I know what you are thinking, when is data too clean? And who wants dirty data?
If you are someone who works with data on a regular basis, you know that all too often data is a mess. Data may be missing, have errors, or is too outdated to be useful. Generally, we strive to clean our data and maintain that cleanliness, but often you need imperfect data for testing.
In this case, our consultants were evaluating open source data profiling tools and needed sample data to run reports against. We located a sample data file that fit our use case but upon inspection the data was too clean. In order to evaluate our selected profiling tools, we wanted to demonstrate how each would report on dirty data. In our use case, 'dirty data' was defined as unexpected null values in an assortment of fields and duplicate values for unique identifiers.
Rather than manually editing our data file to add nulls and duplicates, I decided to write a script to randomize the process using python and pandas. For this use case, I am using python 3.9 and our data file is a csv.
Let's walk through the script!
Set Up:
First, a few variables need to be defined.
- FILE_NAME: (string) name of the file to read from
- FIELDS_TO_ADD_NULL: (list) a list of field names which we will add nulls to
- FIELDS_TO_CREATE_DUPS: (list) a list of field names which we will create duplicate values in
- MAX_NUMBER_OF_NULL_ROWS: (int) the maximum number of rows we want to add null values to
- MAX_NUMBER_OF_DUP_ROW: (int) the maximum number of rows we want to create duplicate values in
Note: The field names and maximum number of rows could also be randomized but I chose to control these definitions.
import random
import pandas as pd
FILE_NAME = 'BankCustomers.csv'
FIELDS_TO_ADD_NULLS = ['credit_limit','customer_age','income_category']
FIELDS_TO_CREATE_DUPS = ['clientnum']
MAX_NUM_OF_NULL_ROWS = 20
MAX_NUM_OF_DUP_ROWS = 5
The provided data file is read into a pandas DataFrame and one more variable is defined as a range() object representing all indexes in the DataFrame.
df = pd.read_csv(FILE_NAME, dtype=object)
RANGE_OF_INDEXES = range(len(df))
Function for Randomization:
An integral piece of this script is the use of the sample() function from Python's random module. Sample() randomly selects elements from a provided list (or other python sequence), without repeating items, and returns them in a list of their own. For this script, the sample() function will be used to create a list of random row indexes that will be utilized to make updates to the DataFrame.

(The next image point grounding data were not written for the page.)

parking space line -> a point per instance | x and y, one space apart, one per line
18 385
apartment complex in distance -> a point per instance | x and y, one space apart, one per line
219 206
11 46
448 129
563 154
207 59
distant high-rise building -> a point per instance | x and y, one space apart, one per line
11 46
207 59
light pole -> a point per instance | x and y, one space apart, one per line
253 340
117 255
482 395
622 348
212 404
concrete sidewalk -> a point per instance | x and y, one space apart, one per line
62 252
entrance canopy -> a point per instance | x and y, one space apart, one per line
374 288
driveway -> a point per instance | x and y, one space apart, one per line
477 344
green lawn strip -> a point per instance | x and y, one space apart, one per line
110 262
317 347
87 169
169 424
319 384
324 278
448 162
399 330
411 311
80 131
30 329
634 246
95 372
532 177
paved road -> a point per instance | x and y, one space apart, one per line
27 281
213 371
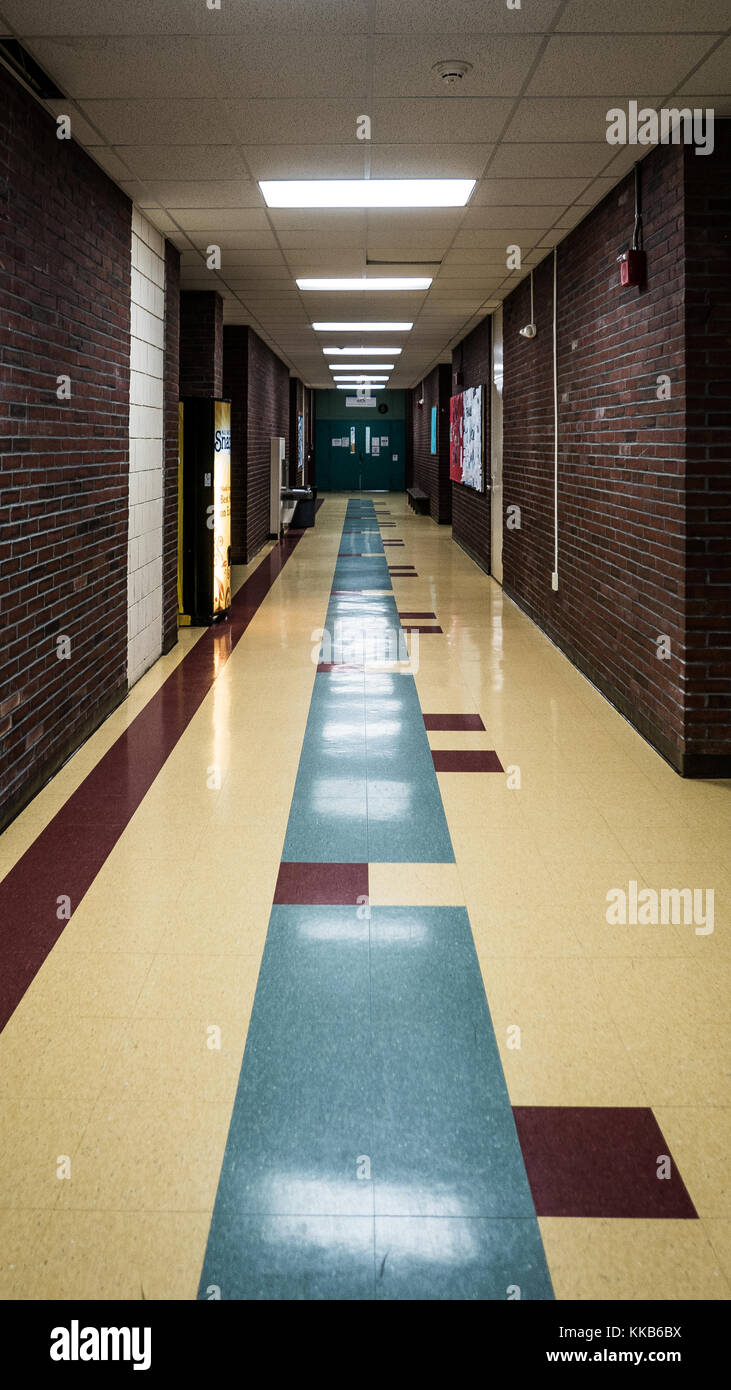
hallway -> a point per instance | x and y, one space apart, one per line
331 998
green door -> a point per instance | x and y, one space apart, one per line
360 456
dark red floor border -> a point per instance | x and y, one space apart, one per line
67 855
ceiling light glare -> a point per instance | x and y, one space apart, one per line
353 352
366 284
367 192
362 328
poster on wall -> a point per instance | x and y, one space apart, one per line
471 464
456 421
466 438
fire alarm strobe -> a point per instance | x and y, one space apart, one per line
633 264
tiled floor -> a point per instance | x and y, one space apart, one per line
381 865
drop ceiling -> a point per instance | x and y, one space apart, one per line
188 107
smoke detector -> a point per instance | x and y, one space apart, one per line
452 71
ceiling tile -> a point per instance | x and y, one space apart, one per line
217 220
278 161
660 15
125 67
578 66
499 66
184 161
428 160
293 64
441 120
544 120
471 17
713 77
492 192
569 160
216 193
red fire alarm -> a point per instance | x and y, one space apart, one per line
633 266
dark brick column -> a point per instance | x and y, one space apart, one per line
202 344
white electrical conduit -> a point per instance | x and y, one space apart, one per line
555 428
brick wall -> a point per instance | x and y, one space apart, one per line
267 416
431 471
66 253
146 446
708 339
202 344
170 508
470 509
621 470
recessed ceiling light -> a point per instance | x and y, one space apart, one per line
366 284
367 192
362 328
350 352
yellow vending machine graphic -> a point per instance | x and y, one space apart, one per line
221 508
206 509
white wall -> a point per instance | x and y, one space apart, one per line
145 556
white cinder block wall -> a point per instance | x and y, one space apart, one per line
145 556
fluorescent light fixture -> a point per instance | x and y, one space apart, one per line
368 282
367 192
362 328
353 352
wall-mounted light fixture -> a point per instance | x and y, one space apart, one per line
530 331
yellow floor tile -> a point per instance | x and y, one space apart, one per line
631 1260
414 884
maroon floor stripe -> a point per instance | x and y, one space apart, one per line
67 855
452 722
466 761
599 1161
318 884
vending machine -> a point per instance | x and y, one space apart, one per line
204 510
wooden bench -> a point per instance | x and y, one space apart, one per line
419 501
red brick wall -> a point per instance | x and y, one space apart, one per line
267 416
235 389
64 299
202 344
708 328
621 470
470 509
170 463
430 471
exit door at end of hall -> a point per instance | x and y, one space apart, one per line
360 456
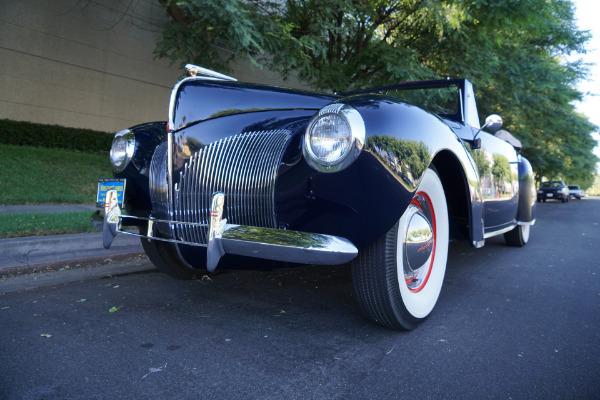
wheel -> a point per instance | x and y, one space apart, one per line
518 237
397 280
164 257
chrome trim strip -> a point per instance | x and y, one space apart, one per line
194 70
498 232
272 244
532 222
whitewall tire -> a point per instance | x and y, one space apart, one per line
398 279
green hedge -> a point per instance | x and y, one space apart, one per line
21 133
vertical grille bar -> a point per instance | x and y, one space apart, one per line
244 167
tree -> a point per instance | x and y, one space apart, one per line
514 52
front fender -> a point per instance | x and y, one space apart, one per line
401 142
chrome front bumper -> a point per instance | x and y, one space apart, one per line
224 238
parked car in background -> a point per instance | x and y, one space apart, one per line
243 175
553 190
575 192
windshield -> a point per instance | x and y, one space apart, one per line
441 100
553 184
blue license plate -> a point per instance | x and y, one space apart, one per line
104 185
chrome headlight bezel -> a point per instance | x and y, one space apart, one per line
121 150
354 142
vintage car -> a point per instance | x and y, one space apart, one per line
575 192
251 176
553 190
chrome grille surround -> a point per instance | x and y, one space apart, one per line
243 167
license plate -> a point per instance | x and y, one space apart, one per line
104 185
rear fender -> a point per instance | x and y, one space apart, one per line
527 192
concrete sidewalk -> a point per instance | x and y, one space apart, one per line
35 250
32 250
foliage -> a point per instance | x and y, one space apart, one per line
30 175
39 224
54 136
514 51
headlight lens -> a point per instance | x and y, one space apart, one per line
334 138
122 149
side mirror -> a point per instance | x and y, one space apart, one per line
493 123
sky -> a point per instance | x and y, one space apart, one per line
587 13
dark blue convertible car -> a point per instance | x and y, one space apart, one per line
250 176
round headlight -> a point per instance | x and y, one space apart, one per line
121 150
334 138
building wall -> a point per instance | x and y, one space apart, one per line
88 63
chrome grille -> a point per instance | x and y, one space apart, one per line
244 167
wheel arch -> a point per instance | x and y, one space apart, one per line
457 191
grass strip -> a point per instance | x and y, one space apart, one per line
34 175
40 224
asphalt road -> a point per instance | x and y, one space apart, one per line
510 324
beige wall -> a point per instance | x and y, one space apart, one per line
87 63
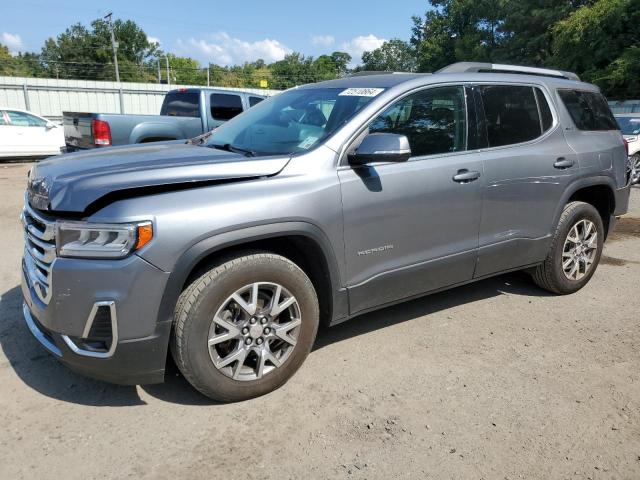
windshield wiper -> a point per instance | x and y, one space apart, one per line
200 139
231 148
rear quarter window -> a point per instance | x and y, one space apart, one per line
254 101
225 106
589 110
181 104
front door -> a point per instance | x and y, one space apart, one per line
527 167
412 227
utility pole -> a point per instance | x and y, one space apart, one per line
114 44
168 74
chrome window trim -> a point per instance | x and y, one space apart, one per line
343 163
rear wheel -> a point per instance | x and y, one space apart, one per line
243 328
634 168
575 250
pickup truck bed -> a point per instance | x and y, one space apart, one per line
185 113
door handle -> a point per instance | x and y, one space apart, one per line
562 163
466 176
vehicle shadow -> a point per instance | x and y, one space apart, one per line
42 372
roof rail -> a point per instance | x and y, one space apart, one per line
366 73
464 67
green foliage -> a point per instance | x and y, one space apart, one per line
393 56
81 52
602 42
457 30
597 39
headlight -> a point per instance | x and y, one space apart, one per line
101 240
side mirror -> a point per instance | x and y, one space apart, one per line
381 147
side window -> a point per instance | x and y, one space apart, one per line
588 110
545 111
254 101
225 106
434 121
181 104
21 119
511 112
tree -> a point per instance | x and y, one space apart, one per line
294 69
600 42
81 52
186 71
393 56
527 29
457 30
328 67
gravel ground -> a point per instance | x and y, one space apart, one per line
494 380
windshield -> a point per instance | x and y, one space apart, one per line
629 125
291 122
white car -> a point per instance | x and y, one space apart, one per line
630 125
24 134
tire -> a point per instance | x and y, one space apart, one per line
226 291
634 168
550 275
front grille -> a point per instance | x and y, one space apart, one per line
39 251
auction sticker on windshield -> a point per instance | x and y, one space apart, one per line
361 92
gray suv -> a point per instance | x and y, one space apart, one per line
317 205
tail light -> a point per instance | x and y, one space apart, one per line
101 132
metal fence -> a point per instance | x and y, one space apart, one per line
50 97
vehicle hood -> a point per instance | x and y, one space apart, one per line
72 182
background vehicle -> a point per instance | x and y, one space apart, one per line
630 126
319 204
25 134
185 113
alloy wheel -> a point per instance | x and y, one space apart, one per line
255 331
580 249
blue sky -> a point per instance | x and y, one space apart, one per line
228 32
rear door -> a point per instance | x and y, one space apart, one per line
412 227
528 166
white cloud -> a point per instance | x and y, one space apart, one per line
222 49
358 45
323 40
12 41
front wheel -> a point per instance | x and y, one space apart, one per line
575 250
244 327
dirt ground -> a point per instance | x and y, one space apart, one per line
496 380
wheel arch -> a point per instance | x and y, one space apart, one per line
303 243
597 191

Sample() requires two arguments:
- a python sequence (in our case a list)
- an integer which determines the length of the returned list
For both the creation of nulls and duplicates, the first argument passed to sample() will be the RANGE_OF_INDEXES variable created above. The second argument will be a random integer between 2 and the respective max number of rows variable (MAX_NUM_OF_NULL_ROWS or MAX_NUM_OF_DUP_ROWS). This will both randomize the selection of the row indexes and the total number of rows to edit.
random.sample(RANGE_OF_INDEXES, random.randint(2, MAX_NUM_OF_NULL_ROWS))
random.sample(RANGE_OF_INDEXES, random.randint(2, MAX_NUM_OF_DUP_ROWS))
We will see this function in action in the next two sections.
Add NULL values:
Now it's time to add the nulls to our data! A dictionary is created by looping through each field name in our FIELDS_TO_ADD_NULLS list, with the key as the field name and the value as a list generated by calling the sample() function as described above.
dict_of_null_indexes = {}
for field_name in FIELDS_TO_ADD_NULLS:
dict_of_null_indexes[field_name]=random.sample(RANGE_OF_INDEXES, random.randint(2, MAX_NUM_OF_NULL_ROWS))
The resulting dictionary looks like this:
{
'credit_limit': [8977, 3334, 7094, 2138, 7133, 8824, 8108, 10047],
'customer_age': [7836, 357],
'income_category': [8942, 7832, 9131, 3913, 766, 3713]
}
For each key in the dictionary, the script loops through the list of row indexes and updates the associated value in the DataFrame to 'None'.
for key in dict_of_null_indexes.keys():
for num in dict_of_null_indexes[key]:
df.at[num, key] = None
Add duplicate values:
Finally, the duplicates will be added. Again, a dictionary is created but this time it is a nested dictionary with additional key:value pairs. Each field name in FIELDS_TO_CREATE_DUPS becomes a key and its value is a dictionary with keys row_list and value_for_duplicates.
The row_list value is a list generated by calling the sample() function. This is the list of row indexes that will be updated to all contain the same value, producing our duplicates.
The value_for_duplicates value is the data value to be duplicated across the row indexes in row_list. To guarantee a valid value, the value is taken from the first row index in row_list.
dict_of_dup_indexes = {}
for field_name in FIELDS_TO_CREATE_DUPS:
dict_of_dup_indexes[field_name] = {}
dict_of_dup_indexes[field_name]['row_list'] = random.sample(RANGE_OF_INDEXES, random.randint(2, MAX_NUM_OF_DUP_ROWS))
dict_of_dup_indexes[field_name]['value_for_duplicates'] = df.at[dict_of_dup_indexes[field_name]['row_list'][0],field_name]
The resulting dictionary looks like this:
{
'clientnum': {
'row_list': [6371, 8765, 7525, 8855],
'value_for_duplicates': 788440083
}
}
For each key in the nested dictionary, the script loops through each row index in row_list (excluding the first) updating the DataFrame value at that location to the value in value_for_duplicates.
For example, using the dictionary above clientnum will be updated to the value 788440083 at row index 8765, 7525 and 8855. The value at index 6371 is already set to the correct value since that is where we pulled the value_for_duplicate from.
for key in dict_of_dup_indexes.keys():
for num in dict_of_dup_indexes[key]['row_list'][1:]:
df.at[num, key] = dict_of_dup_indexes[key]['value_for_duplicates']
Write new file:
All updates are now complete! All that is left is to write out a new file with the updated DataFrame.
df.to_csv(f'new_{FILE_NAME}', index = False)
Now we have a new sample data file that includes assorted null values and duplicates in a column that should be a unique identifier.
As I stated before, no one wants dirty data but it can be necessary to test code functionality or a new tool. I hope you had fun reviewing a way to muck up your data!